After you get the success message after package installation, you can locate the installed Workflow by going to the Console UI and navigating to the **Data Workbench > Workflows** tabs on the left. The name of the project should be the same as the name that you gave it in the **Project Name** tab during package installation. Use this documentation as a guide on how you can modify the `input_params.yml` file to customize future outputs to additional Segments that you might want to include in your analysis or additional KPIs you want to add to the ${aggregate_metrics_tables} list.

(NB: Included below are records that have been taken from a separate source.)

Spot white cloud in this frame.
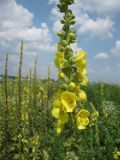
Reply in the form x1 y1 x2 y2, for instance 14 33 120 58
0 0 53 52
94 52 109 59
72 0 120 17
117 63 120 67
53 20 63 32
111 40 120 57
77 14 114 39
51 0 116 39
87 68 96 74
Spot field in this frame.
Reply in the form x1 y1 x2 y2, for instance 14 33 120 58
0 63 120 160
0 0 120 160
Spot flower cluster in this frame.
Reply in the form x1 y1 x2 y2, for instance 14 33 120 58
52 0 90 133
113 148 120 160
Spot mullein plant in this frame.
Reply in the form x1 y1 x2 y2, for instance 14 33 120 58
52 0 90 134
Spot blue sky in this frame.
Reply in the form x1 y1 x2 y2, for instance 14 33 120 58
0 0 120 83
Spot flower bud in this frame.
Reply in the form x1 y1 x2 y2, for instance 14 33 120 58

#### 2. **How to schedule workflow if it was not scheduled during package install?**

Find the installed workflow project using the guide from the paragraph above and identify the `segment_analytics_launch.dig` file, which is the main project file that runs the entire end-to-end solution. Select **Launch Project Editor** on the top right in the console and then select **Edit File** on bottom right. At the very top of the file, you might see an empty section as such:


```python
###################### SCHEDULE PARAMS ##################################
```

To schedule the workflow, add syntax below, so the final syntax looks as such:


```Python
###################### SCHEDULE PARAMS ##################################
timezone: UTC
schedule:
  daily>: 07:00:00
```

The above example will automatically run the workflow every day at 7:00 am UTC time. For more scheduling options, refer to the DigDag documentation at [Link](https://docs.digdag.io/scheduling_workflow.html#setting-up-a-schedule).

#### 3. **Will I lose my project outputs if I delete or uninstall Package?**

No. Output Tables, Workflow or Dashboards created by the package will not be deleted if the package is uninstalled.

#### 4. **What should I do if I need Tech Support on setting up the package?**

Contact your TD representative and they will be able to dedicate an Engineering resource that can help guide you through the installation process and help you with any troubleshooting or code customization, if needed.